Tunis. .

Nach dem Sturz des tunesischen Präsidenten Zine El Abidine Ben Ali droht das Land im Chaos zu versinken. Plünderer zogen am Samstag durch die Städte und brannten den Bahnhof der Hauptstadt Tunis nieder, bei einem Brand in einem Gefängnis wurden 42 Menschen getötet, immer wieder waren Schüsse in den Straßen zu hören. Die großen deutschen Reiseveranstalter holten ihre Urlauber aus dem krisengeschüttelten Land nach Hause.

Angela Merkel (CDU) hat sich besorgt über die Situation in Tunesien gezeigt. „Wir werden die Lage genau beobachten, und uns auch um die kümmern, die aus Deutschland jetzt noch in Tunesien sind“, sagte Merkel am Freitagabend vor Beginn der Klausurtagung des CDU-Bundesvorstands in Mainz. Sie verwies darauf, dass das Auswärtige Amt bereits vor Reisen in das nordafrikanische Land gewarnt hatte. Merkel fügte hinzu, die Bundesregierung werde ihren Einfluss geltend machen, dass in Tunesien „die Dinge möglichst friedlich vonstatten gehen“.
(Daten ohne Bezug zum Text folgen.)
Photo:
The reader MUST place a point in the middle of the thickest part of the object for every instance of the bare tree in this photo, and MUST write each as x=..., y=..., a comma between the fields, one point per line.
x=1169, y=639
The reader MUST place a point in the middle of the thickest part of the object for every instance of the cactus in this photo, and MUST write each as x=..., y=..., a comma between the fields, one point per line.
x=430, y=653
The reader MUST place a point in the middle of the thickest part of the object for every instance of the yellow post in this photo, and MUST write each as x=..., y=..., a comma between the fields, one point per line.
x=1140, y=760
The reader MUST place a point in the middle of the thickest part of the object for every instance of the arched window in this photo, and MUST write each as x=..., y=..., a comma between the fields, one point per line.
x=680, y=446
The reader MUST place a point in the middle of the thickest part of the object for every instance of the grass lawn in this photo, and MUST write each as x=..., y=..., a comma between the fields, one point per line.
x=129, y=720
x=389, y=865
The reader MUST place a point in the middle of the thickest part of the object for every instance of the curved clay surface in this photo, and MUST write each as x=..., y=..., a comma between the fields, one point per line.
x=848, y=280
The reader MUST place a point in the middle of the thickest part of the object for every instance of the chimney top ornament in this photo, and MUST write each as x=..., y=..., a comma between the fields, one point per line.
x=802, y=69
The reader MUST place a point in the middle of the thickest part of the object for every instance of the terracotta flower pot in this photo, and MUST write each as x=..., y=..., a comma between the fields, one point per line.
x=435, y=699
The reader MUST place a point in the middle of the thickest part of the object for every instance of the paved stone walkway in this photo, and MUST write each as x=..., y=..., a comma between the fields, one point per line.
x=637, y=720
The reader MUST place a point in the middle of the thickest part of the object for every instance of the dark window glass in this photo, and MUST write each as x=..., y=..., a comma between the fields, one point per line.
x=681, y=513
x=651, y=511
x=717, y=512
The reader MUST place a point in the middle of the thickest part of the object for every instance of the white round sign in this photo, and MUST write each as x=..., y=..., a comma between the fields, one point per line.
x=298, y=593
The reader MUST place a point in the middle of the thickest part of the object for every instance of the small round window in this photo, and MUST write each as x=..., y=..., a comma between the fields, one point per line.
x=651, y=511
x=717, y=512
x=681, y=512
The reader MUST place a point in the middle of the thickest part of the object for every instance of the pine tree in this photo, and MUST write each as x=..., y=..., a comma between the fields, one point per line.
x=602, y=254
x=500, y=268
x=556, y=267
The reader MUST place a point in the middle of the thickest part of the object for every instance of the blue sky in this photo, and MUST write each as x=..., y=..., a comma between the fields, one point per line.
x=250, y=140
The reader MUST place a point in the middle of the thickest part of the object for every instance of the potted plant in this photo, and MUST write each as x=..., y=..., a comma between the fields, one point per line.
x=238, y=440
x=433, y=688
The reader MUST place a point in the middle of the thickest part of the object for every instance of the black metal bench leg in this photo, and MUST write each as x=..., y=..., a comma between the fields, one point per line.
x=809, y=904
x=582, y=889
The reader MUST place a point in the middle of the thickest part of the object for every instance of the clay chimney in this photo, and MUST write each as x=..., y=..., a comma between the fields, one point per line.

Angesichts der Krise verschärfte das Auswärtige Amt seine Reisehinweise. Von nicht unbedingt erforderlichen Reisen nach Tunesien wurde abgeraten und „dringend“ empfohlen, Anweisungen der Sicherheitsbehörden zu beachten. Das nordafrikanische Land wird seit Wochen von sozialen Unruhen erschüttert. Menschenrechtlern zufolge kamen bei den Protesten in den vergangenen Wochen dutzende Menschen ums Leben.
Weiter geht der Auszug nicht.